Before I could finish my thought, I had made it to the eggshell white abyss and peered into its watery bowl. There it was in all its normal functional glory: poop.

Noooooooooo!!!

"Hey, who didn't flush the toilet?!?" I yelled.

No response. I knew the girls were in the living room playing. 

"Who didn't flush?" echoed the Mama.

Still nothing; the girls were playing pet adoption with their stuffed animals.

"Who didn't flush the toilet?!?"

"How big is the poop?" answered Beatrice finally.

"Does it matter?"

"Then it was Bryce."

Sigh. Of course is was the other. It's always one or the other. Much more Bryce these days than Bea, but still...

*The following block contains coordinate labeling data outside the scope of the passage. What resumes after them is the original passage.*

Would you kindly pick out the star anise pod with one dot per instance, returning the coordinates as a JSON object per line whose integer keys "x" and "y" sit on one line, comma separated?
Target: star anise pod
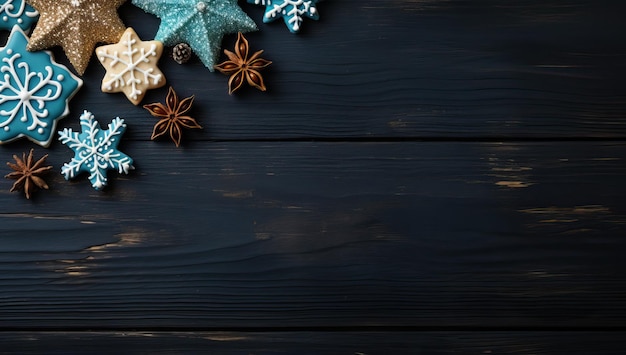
{"x": 172, "y": 116}
{"x": 240, "y": 67}
{"x": 27, "y": 173}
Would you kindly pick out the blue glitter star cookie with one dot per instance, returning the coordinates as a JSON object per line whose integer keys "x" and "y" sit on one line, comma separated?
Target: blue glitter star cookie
{"x": 34, "y": 91}
{"x": 200, "y": 23}
{"x": 95, "y": 150}
{"x": 17, "y": 12}
{"x": 292, "y": 11}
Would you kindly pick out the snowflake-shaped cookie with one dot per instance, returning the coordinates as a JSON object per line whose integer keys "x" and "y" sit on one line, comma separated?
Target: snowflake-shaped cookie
{"x": 292, "y": 11}
{"x": 131, "y": 66}
{"x": 34, "y": 91}
{"x": 95, "y": 150}
{"x": 16, "y": 12}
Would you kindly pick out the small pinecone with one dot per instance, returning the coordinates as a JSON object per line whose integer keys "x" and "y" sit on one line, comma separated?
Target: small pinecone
{"x": 181, "y": 53}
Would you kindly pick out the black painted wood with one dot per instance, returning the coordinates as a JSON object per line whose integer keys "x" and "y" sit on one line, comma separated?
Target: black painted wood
{"x": 415, "y": 165}
{"x": 326, "y": 234}
{"x": 405, "y": 68}
{"x": 245, "y": 343}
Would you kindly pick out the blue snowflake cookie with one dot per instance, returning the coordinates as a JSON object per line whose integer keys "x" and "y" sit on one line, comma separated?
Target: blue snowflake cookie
{"x": 34, "y": 91}
{"x": 17, "y": 12}
{"x": 292, "y": 11}
{"x": 95, "y": 150}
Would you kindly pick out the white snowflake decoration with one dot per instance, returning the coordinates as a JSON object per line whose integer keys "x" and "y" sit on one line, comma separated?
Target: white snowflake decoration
{"x": 131, "y": 66}
{"x": 292, "y": 11}
{"x": 95, "y": 150}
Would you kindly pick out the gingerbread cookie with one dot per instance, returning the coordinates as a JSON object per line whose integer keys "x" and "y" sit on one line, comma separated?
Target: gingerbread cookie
{"x": 131, "y": 66}
{"x": 95, "y": 150}
{"x": 77, "y": 26}
{"x": 16, "y": 12}
{"x": 34, "y": 91}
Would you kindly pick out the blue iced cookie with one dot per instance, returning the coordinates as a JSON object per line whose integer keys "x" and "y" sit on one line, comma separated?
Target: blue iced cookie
{"x": 34, "y": 91}
{"x": 17, "y": 12}
{"x": 95, "y": 150}
{"x": 291, "y": 11}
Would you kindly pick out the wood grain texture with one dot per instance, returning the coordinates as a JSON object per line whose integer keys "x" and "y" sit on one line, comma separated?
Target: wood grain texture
{"x": 406, "y": 68}
{"x": 357, "y": 343}
{"x": 326, "y": 234}
{"x": 415, "y": 165}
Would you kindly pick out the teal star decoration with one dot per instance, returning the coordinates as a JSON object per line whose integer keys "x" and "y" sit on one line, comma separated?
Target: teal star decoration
{"x": 200, "y": 23}
{"x": 291, "y": 11}
{"x": 95, "y": 150}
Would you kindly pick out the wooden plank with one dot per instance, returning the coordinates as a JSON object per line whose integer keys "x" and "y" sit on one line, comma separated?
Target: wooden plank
{"x": 358, "y": 343}
{"x": 407, "y": 68}
{"x": 325, "y": 234}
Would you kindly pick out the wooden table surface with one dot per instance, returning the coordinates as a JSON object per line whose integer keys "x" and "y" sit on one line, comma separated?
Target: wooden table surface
{"x": 422, "y": 176}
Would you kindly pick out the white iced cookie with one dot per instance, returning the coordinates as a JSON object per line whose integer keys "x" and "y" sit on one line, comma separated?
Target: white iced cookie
{"x": 131, "y": 66}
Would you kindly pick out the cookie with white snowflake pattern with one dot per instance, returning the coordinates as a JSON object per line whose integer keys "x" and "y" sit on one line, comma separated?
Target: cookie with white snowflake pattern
{"x": 291, "y": 11}
{"x": 17, "y": 12}
{"x": 131, "y": 66}
{"x": 95, "y": 150}
{"x": 34, "y": 91}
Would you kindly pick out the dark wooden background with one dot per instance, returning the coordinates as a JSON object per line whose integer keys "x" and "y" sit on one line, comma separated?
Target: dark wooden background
{"x": 434, "y": 176}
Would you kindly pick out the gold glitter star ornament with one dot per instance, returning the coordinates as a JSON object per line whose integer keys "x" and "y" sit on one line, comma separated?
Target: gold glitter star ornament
{"x": 77, "y": 26}
{"x": 131, "y": 66}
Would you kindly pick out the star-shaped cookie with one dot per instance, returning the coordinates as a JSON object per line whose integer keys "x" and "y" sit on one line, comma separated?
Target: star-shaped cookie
{"x": 131, "y": 66}
{"x": 77, "y": 26}
{"x": 200, "y": 23}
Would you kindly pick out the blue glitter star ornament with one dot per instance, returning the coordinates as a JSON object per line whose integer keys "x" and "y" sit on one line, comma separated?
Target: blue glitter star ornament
{"x": 292, "y": 11}
{"x": 200, "y": 23}
{"x": 95, "y": 150}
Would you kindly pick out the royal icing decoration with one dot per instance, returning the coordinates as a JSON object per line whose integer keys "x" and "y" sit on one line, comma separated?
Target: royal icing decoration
{"x": 95, "y": 150}
{"x": 34, "y": 91}
{"x": 77, "y": 26}
{"x": 292, "y": 11}
{"x": 200, "y": 23}
{"x": 131, "y": 66}
{"x": 16, "y": 12}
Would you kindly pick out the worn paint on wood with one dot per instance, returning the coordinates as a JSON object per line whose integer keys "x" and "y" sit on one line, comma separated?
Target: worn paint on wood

Months and months if not more of potty training to get them the tipping point of poop-wipe-flush-wash. But the flushing part? Not so much. Yes, we're still in a drought in California even with the El NiƱo storms, and the old adage "when it's yellow let it mellow, but when it's brown flush it down" has always been one we've practiced, drought or no drought.

The flushing is a struggle because of the noise outside of the home. Beatrice has always been noise sensitive and those industrial toilets in schools, businesses and other locales can frighten even those wearing ear plugs or ear muffs. They are really friggin' loud. Like blasting the waste into another universe via a porcelain wormhole.

Bryce is also sensitive to it, but she's just not as hip to the poop completion principle, not always wiping and usually never flushing. Washing hands are intermittent as well, but Beatrice is really good about that these days.

Wiping correctly takes a while and any parent who does the family laundry can attest to that. Mercy me, even in adulthood it's a struggle sometimes, but at least we've got most of the traditional peeing, pooping, wiping, flushing and washing hands in a sustainable cadence. With the only exceptions being if you're camping, having to use holes in the ground of bathrooms (Mama and I have seen a few of those in our travels), an astronaut (and those are very expensive holes), and unfortunately living in poverty and third-world squalor. 

Fortunately we're in good potty shape overall. It'll take practice and patience with Bryce, but eventually she'll get there. And at least I've got a fun activity waiting for me when I get there as well.